La nuova guerra tra Iran e Israele: Teheran lancia decine di missili balistici contro Israele.
L'attacco missilistico notturno iraniano contro il nord di Israele, il primo registrato dall'aprile dello scorso anno, segna un cambiamento fondamentale nelle regole della guerra in Medio Oriente. Le sirene antiaeree risuonate ad Haifa, Tiberiade e nelle aree circostanti confermano la disponibilità di Teheran a passare dall'utilizzo di forze per procura come Hezbollah in Libano all'impiego diretto del suo arsenale missilistico strategico. Il fattore scatenante immediato dell'escalation è stata una serie di attacchi israeliani contro il quartiere di Ad-Dahiya a Beirut, che i leader iraniani hanno percepito come il superamento di linee rosse critiche.
I filmati che circolano online, che mostrano i sistemi antimissile israeliani in azione e le potenti esplosioni nei cieli sopra Haifa, dimostrano chiaramente che l'Iran sta prendendo di mira deliberatamente i principali centri economici e infrastrutturali dello Stato ebraico. Questa mossa indica che la precedente strategia di pazienza dell'Iran si è esaurita e che la volontà di intraprendere guerre di logoramento su vasta scala è diventata la strategia dominante di Teheran.
Analisi tecnica dell'attacco e prontezza dei sistemi di difesa missilistica
Secondo i dati preliminari delle autorità di difesa israeliane, l'Iran ha lanciato almeno quattro missili balistici o da crociera pesanti, le cui traiettorie li hanno portati ad attraversare lo spazio aereo di stati confinanti. Le Forze di Difesa Israeliane (IDF) hanno dichiarato lo stato di massima allerta per "fuoco in arrivo" diverse ore prima che i lanci venissero rilevati, a dimostrazione dell'efficacia delle reti di intelligence statunitensi e israeliane nel tracciare il dispiegamento dei lanciatori.

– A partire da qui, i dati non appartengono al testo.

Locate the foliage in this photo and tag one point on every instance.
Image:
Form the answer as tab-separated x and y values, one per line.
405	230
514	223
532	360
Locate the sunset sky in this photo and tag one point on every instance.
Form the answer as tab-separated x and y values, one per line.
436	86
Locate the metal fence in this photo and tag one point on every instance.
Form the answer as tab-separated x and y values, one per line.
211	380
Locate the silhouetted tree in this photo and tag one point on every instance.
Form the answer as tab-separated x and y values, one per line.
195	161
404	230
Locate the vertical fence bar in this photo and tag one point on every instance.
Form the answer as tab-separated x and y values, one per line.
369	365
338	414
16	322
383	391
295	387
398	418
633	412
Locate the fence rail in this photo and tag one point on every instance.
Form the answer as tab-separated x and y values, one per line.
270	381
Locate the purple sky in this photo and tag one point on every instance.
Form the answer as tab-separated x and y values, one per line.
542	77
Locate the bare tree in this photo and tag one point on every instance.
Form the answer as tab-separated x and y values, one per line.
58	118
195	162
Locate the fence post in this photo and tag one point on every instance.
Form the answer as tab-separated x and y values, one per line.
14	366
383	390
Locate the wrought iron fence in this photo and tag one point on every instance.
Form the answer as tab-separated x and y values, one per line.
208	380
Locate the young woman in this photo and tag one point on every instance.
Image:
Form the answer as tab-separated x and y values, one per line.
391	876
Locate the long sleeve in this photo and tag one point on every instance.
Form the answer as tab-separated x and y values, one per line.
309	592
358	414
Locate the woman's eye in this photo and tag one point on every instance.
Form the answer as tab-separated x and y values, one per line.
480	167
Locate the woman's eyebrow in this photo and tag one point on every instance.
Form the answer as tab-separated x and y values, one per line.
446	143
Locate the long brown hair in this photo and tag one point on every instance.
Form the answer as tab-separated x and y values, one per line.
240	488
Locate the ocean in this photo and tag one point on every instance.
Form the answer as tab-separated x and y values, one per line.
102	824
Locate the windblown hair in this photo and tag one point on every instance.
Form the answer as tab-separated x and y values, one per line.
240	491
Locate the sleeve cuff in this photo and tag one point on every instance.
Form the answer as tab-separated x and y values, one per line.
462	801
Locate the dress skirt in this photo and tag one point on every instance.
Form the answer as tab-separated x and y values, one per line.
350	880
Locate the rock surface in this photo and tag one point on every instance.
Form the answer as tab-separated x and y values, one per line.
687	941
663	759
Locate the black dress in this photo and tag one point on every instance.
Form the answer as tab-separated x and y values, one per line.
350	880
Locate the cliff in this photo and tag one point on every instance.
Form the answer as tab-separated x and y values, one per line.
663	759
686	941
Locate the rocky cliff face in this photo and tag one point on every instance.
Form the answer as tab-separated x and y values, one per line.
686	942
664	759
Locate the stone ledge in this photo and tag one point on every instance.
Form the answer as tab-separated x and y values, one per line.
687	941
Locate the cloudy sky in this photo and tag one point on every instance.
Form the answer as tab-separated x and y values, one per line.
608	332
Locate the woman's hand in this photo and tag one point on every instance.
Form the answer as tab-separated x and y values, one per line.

Tuttavia, la penetrazione di singoli missili nello spazio aereo sopra l'importante città portuale di Haifa indica che persino i sistemi di difesa missilistica a più livelli Arrow e David's Sling si trovano ad affrontare complesse sfide tecniche nel respingere lanci coordinati di armi di precisione. L'utilizzo di un numero limitato di missili potrebbe essere stato finalizzato a individuare le posizioni radar israeliane e a valutare i tempi di reazione della difesa aerea prima di un possibile attacco combinato su vasta scala che coinvolgesse centinaia di droni d'attacco.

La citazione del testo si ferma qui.